President Viktor Yushchenko accused Ukraine's parliament on Wednesday of destabilizing the country by sacking his government, a move that sent the local currency tumbling to its lowest in nine months.
The vote was led by opposition MPs who analysts said were using anger over a costly gas deal last week with Russia to undermine Yushchenko's supporters ahead of a March 26 parliamentary election.
"Yesterday's decision was incomprehensible, illogical and wrong," Yushchenko told reporters in the Kazakh capital Astana. "It simply serves to destabilize the situation."
However, he added: "I don't see this as a tragedy. It's an experience that will increase the quality of Ukrainian politics."
Financial markets were less sanguine and the normally tightly controlled hryvnia currency dropped to its lowest level since April 2005 to 5.09/5.0965 per dollar by midday from 5.075/5.0875 at the opening.
"We are all bewildered," one currency dealer said. "There has been no central bank in the market for two days as (dollar) demand has been rising. The market has started to panic."
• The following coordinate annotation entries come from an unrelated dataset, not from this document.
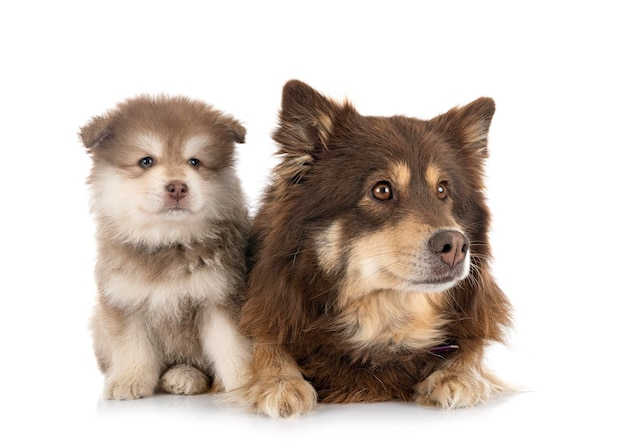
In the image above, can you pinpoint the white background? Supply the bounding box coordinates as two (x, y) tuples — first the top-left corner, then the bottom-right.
(0, 0), (626, 443)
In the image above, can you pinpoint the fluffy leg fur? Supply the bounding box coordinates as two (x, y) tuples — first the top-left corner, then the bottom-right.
(243, 343), (317, 417)
(416, 346), (510, 409)
(95, 308), (160, 400)
(161, 364), (209, 395)
(200, 307), (251, 391)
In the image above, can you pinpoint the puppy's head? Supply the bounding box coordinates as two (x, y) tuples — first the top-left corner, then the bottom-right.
(80, 96), (246, 246)
(266, 81), (495, 298)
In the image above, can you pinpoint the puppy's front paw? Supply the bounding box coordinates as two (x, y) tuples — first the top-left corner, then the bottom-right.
(244, 377), (317, 418)
(103, 376), (156, 401)
(161, 365), (209, 395)
(417, 369), (508, 409)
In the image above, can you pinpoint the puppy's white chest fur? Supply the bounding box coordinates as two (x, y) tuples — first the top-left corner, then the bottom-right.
(97, 241), (232, 316)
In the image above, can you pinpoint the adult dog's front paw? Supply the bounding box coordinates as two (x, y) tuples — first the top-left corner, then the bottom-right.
(244, 376), (317, 418)
(417, 369), (508, 409)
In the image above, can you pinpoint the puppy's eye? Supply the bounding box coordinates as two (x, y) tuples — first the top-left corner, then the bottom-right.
(437, 182), (448, 200)
(139, 157), (154, 168)
(372, 181), (393, 201)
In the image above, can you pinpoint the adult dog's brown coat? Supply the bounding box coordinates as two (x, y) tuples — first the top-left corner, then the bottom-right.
(241, 80), (510, 416)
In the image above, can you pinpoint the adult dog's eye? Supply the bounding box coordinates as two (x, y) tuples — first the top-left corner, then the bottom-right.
(372, 181), (393, 201)
(139, 157), (154, 168)
(437, 182), (448, 200)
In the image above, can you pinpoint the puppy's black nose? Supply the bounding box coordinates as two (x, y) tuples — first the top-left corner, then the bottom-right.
(165, 180), (187, 201)
(429, 230), (469, 268)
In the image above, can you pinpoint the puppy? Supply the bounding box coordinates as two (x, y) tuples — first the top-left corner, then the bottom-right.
(241, 80), (510, 416)
(80, 96), (251, 399)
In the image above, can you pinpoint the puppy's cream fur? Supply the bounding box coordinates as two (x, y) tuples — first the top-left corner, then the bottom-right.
(80, 96), (251, 399)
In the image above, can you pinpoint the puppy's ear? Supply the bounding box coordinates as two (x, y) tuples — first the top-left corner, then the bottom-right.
(78, 115), (113, 150)
(274, 80), (340, 153)
(430, 97), (496, 157)
(216, 115), (246, 143)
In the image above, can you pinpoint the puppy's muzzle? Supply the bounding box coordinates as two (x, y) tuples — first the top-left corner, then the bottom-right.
(165, 180), (189, 202)
(428, 230), (470, 269)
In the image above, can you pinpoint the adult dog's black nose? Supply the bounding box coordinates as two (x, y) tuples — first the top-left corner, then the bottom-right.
(429, 230), (469, 268)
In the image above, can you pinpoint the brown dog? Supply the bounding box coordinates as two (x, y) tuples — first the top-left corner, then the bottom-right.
(241, 80), (510, 416)
(80, 96), (251, 399)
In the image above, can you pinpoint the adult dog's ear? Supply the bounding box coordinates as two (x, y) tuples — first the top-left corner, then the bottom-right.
(274, 80), (349, 152)
(430, 97), (496, 157)
(273, 80), (356, 184)
(78, 115), (113, 150)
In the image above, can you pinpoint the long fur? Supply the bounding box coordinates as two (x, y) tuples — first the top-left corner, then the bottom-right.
(80, 96), (251, 399)
(241, 80), (510, 416)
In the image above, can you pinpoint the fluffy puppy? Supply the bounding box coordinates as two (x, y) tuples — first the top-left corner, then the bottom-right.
(80, 96), (250, 399)
(241, 80), (510, 416)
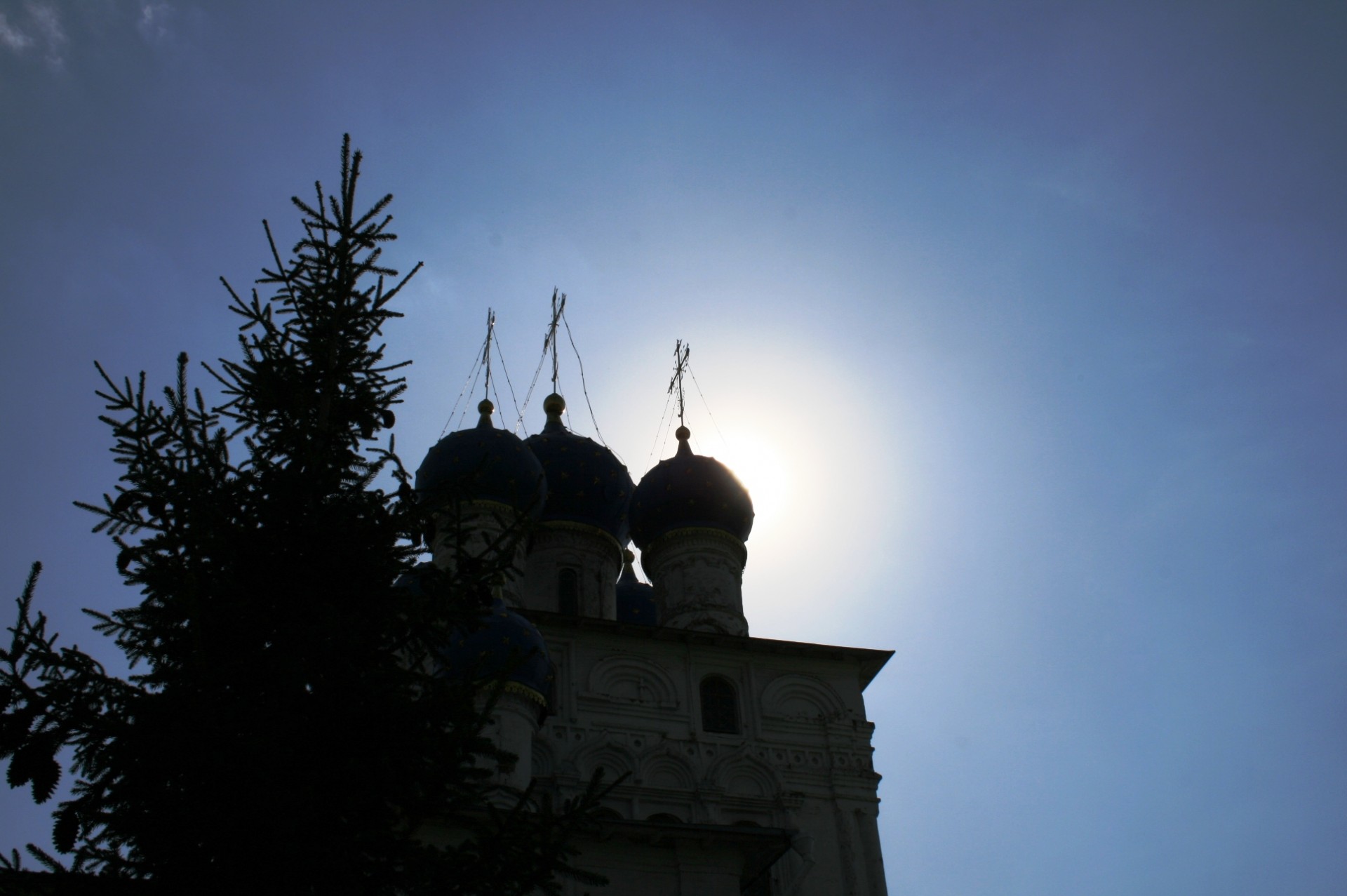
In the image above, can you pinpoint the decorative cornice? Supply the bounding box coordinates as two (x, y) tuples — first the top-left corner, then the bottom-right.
(641, 526), (749, 566)
(535, 520), (622, 566)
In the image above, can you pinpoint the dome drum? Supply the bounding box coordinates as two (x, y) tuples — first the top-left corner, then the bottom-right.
(518, 521), (622, 620)
(641, 528), (749, 636)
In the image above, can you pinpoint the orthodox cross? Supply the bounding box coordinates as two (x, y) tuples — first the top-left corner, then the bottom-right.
(668, 340), (692, 426)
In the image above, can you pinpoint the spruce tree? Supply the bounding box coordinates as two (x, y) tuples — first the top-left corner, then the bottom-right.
(0, 138), (606, 893)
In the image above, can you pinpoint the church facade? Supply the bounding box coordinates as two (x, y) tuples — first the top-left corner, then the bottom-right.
(416, 395), (890, 896)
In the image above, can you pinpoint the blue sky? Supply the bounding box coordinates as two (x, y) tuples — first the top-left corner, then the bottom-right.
(0, 0), (1347, 896)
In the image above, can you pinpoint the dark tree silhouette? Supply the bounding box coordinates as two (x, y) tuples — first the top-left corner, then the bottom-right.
(0, 138), (599, 893)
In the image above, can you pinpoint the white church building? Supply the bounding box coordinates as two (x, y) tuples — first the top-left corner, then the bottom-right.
(416, 394), (892, 896)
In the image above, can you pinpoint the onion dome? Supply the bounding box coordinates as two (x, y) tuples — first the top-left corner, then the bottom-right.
(617, 549), (659, 625)
(524, 392), (633, 546)
(441, 599), (555, 706)
(631, 426), (753, 551)
(395, 563), (555, 706)
(416, 400), (547, 519)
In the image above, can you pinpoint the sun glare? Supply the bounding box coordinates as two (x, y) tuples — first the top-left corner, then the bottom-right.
(719, 432), (792, 531)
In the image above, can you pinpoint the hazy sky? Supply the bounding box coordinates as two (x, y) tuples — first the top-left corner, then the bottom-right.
(0, 0), (1347, 896)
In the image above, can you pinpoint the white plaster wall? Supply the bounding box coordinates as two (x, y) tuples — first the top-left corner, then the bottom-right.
(533, 628), (885, 896)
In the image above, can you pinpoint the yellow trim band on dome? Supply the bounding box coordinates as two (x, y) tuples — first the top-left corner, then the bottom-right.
(501, 682), (547, 706)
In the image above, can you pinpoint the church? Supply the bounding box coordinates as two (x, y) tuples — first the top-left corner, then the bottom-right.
(416, 353), (892, 896)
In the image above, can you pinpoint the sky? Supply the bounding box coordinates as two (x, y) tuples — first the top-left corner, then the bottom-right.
(0, 0), (1347, 896)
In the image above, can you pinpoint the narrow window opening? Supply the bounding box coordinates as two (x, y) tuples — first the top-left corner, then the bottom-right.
(556, 567), (581, 616)
(702, 675), (739, 735)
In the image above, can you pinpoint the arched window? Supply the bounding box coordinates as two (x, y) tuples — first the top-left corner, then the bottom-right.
(702, 675), (739, 735)
(556, 566), (581, 616)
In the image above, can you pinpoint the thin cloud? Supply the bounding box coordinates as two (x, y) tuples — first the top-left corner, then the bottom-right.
(8, 3), (67, 69)
(0, 12), (32, 53)
(136, 3), (175, 43)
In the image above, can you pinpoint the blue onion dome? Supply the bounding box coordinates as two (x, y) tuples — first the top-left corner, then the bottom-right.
(631, 426), (753, 551)
(524, 392), (633, 547)
(416, 400), (547, 520)
(617, 549), (659, 625)
(441, 599), (556, 706)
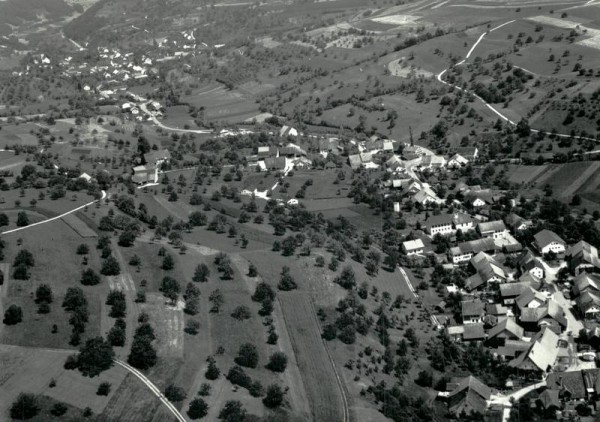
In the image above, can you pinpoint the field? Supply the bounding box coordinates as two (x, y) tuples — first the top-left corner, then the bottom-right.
(279, 292), (343, 421)
(0, 345), (127, 416)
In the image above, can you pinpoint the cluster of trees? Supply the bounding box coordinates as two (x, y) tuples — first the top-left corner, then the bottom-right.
(62, 287), (89, 346)
(127, 312), (158, 369)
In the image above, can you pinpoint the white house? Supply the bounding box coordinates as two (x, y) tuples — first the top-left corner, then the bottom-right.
(402, 239), (425, 256)
(534, 229), (567, 254)
(477, 220), (508, 239)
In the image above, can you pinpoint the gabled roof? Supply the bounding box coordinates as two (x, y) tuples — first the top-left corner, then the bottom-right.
(477, 220), (506, 233)
(508, 329), (558, 372)
(515, 287), (547, 309)
(402, 239), (425, 251)
(461, 299), (485, 316)
(573, 273), (600, 295)
(533, 229), (566, 249)
(488, 318), (524, 338)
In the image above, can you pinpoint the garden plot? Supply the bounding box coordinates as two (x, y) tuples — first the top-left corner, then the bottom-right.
(141, 293), (184, 357)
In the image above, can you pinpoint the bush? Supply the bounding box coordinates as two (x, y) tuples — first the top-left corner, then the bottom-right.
(165, 384), (187, 403)
(187, 399), (208, 420)
(235, 343), (258, 368)
(3, 305), (23, 325)
(10, 393), (40, 420)
(96, 382), (110, 396)
(267, 352), (287, 372)
(50, 403), (69, 416)
(263, 384), (284, 408)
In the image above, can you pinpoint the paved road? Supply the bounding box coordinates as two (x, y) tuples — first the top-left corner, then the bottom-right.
(437, 20), (598, 142)
(0, 191), (106, 234)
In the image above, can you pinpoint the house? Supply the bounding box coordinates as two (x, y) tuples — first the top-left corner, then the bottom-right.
(505, 213), (533, 235)
(425, 212), (473, 236)
(508, 329), (558, 374)
(417, 155), (446, 171)
(575, 291), (600, 319)
(488, 318), (525, 340)
(447, 154), (469, 168)
(500, 281), (541, 305)
(573, 273), (600, 296)
(131, 165), (158, 185)
(144, 149), (171, 168)
(517, 250), (545, 279)
(449, 239), (497, 264)
(259, 157), (286, 171)
(470, 252), (508, 283)
(565, 240), (600, 275)
(447, 375), (492, 417)
(456, 147), (479, 161)
(515, 287), (548, 311)
(519, 300), (568, 334)
(402, 239), (425, 256)
(533, 229), (566, 254)
(461, 299), (485, 325)
(546, 369), (600, 402)
(477, 220), (508, 239)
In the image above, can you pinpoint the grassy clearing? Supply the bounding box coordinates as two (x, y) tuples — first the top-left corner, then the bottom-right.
(0, 346), (127, 421)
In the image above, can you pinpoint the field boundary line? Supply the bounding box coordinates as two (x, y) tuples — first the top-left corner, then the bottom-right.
(436, 19), (599, 142)
(0, 191), (106, 234)
(308, 295), (350, 422)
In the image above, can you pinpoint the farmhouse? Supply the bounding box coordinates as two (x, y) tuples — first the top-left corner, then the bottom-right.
(402, 239), (425, 256)
(425, 212), (473, 236)
(477, 220), (508, 239)
(565, 240), (600, 275)
(508, 329), (558, 374)
(488, 318), (524, 341)
(449, 239), (497, 264)
(534, 229), (566, 254)
(575, 292), (600, 319)
(461, 299), (485, 325)
(447, 376), (492, 417)
(447, 154), (469, 168)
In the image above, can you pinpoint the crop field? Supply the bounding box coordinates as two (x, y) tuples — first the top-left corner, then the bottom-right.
(279, 292), (342, 421)
(0, 345), (127, 414)
(101, 374), (175, 422)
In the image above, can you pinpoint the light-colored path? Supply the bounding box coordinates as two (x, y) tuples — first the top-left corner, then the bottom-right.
(0, 191), (106, 234)
(437, 20), (598, 142)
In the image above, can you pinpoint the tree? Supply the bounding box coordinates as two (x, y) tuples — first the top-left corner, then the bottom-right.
(231, 305), (252, 321)
(10, 393), (40, 420)
(159, 276), (181, 303)
(204, 356), (221, 381)
(219, 400), (246, 422)
(81, 268), (100, 286)
(2, 305), (23, 325)
(277, 266), (298, 291)
(208, 289), (225, 313)
(252, 281), (275, 302)
(17, 211), (29, 227)
(100, 255), (121, 276)
(35, 284), (52, 304)
(187, 398), (208, 420)
(165, 384), (187, 403)
(263, 384), (284, 408)
(162, 254), (175, 271)
(96, 382), (110, 396)
(127, 334), (157, 369)
(77, 337), (115, 377)
(235, 343), (258, 368)
(192, 263), (210, 283)
(267, 352), (287, 372)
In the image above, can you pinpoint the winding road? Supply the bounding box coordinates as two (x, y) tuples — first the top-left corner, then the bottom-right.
(437, 19), (598, 142)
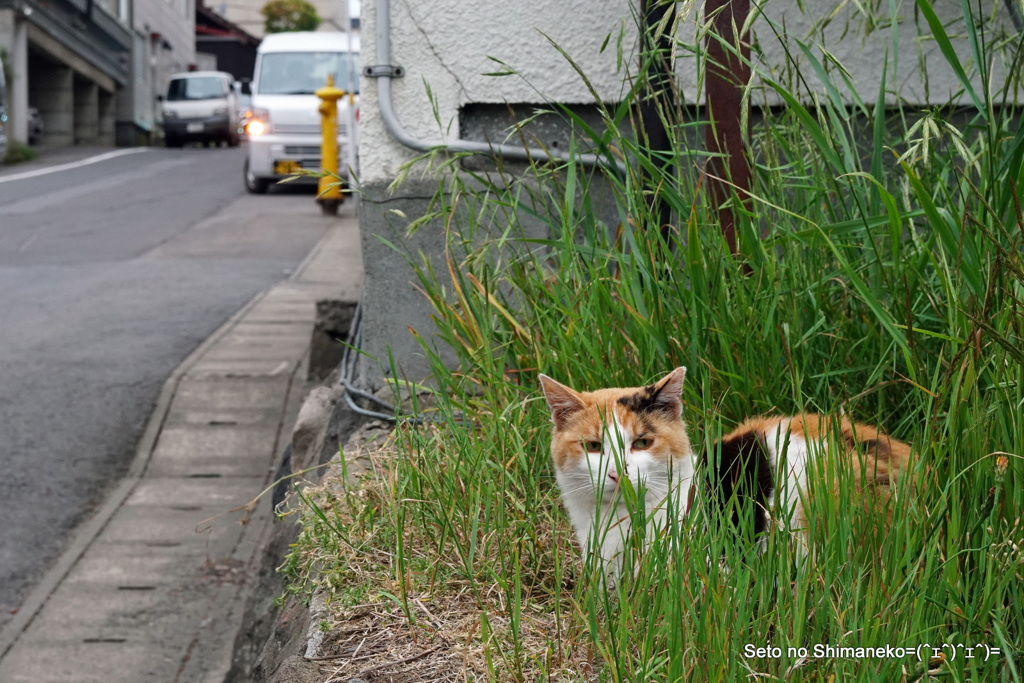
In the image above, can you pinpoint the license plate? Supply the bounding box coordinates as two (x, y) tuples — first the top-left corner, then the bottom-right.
(273, 161), (302, 175)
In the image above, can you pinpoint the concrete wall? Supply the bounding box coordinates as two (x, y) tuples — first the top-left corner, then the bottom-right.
(0, 0), (130, 145)
(359, 0), (1012, 383)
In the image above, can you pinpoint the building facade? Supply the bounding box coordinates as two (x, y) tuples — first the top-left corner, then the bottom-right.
(359, 0), (1017, 384)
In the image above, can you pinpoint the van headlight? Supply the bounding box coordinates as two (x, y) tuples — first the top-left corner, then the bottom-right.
(245, 109), (270, 137)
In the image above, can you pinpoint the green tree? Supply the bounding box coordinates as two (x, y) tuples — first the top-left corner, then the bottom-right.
(260, 0), (321, 33)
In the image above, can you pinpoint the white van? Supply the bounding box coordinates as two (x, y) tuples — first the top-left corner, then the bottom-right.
(161, 71), (241, 147)
(0, 58), (8, 164)
(245, 31), (359, 195)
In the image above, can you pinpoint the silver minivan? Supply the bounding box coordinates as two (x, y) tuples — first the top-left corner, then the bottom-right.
(161, 71), (241, 147)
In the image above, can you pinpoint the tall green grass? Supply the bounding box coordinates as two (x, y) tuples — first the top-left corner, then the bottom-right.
(288, 2), (1024, 681)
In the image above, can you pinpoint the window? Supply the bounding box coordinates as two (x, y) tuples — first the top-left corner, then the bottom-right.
(256, 52), (359, 95)
(167, 76), (227, 102)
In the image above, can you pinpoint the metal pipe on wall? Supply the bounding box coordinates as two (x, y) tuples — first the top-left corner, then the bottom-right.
(362, 0), (625, 171)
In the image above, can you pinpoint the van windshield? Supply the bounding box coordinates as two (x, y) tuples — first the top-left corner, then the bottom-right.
(167, 76), (227, 102)
(256, 52), (359, 95)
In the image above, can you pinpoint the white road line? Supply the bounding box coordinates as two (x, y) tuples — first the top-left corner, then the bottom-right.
(0, 147), (150, 183)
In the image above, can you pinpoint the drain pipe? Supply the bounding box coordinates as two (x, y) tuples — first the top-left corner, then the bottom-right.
(362, 0), (626, 172)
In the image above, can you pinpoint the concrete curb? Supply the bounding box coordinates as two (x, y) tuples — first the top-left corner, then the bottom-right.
(0, 204), (356, 659)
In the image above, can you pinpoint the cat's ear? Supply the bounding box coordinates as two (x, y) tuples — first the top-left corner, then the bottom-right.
(540, 375), (585, 429)
(650, 366), (686, 420)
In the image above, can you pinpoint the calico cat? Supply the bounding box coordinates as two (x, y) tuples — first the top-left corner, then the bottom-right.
(540, 368), (910, 571)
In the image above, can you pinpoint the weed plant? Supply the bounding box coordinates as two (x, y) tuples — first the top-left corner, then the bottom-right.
(293, 1), (1024, 682)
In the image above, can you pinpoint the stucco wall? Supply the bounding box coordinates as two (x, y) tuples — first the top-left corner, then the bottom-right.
(359, 0), (1010, 385)
(359, 0), (1012, 182)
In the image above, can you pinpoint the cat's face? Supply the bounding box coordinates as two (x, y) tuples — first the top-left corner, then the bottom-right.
(540, 368), (690, 503)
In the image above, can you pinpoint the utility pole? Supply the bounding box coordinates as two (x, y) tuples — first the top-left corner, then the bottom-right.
(705, 0), (751, 254)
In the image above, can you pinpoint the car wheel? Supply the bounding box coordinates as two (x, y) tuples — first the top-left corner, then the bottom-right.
(245, 159), (270, 195)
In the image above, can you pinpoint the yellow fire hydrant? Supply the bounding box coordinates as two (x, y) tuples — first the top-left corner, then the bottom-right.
(316, 74), (345, 216)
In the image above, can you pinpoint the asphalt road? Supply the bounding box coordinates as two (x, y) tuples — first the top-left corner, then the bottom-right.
(0, 147), (323, 627)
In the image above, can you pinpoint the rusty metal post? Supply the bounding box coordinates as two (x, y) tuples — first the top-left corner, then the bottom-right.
(705, 0), (751, 254)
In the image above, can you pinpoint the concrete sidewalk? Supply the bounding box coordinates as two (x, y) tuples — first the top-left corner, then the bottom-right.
(0, 200), (362, 683)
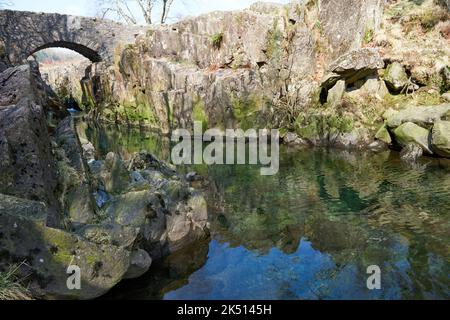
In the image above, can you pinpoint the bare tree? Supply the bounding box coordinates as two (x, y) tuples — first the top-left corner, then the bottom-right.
(96, 0), (174, 24)
(0, 0), (13, 8)
(161, 0), (173, 24)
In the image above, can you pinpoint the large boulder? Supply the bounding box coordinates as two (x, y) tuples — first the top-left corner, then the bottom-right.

The central bank did eventually step in to calm things, saying it would take any bids at 5.06 hryvnias to the dollar. Both the currency and stocks recovered some of their losses.
Standard & Poor's agency also affirmed its sovereign credit ratings on Ukraine, saying that despite relatively bleak economic prospects, low debt levels gave the government flexibility with its budget.
Yushchenko met Vladimir Putin for the first time since the Russian president ordered gas taps to be turned off to his ex-Soviet neighbor at the new year in a bitter dispute over prices that briefly disrupted supplies to the rest of Europe.
Last week, Moscow and Kiev finally agreed a new contract under which Ukraine would pay nearly twice as much for its gas.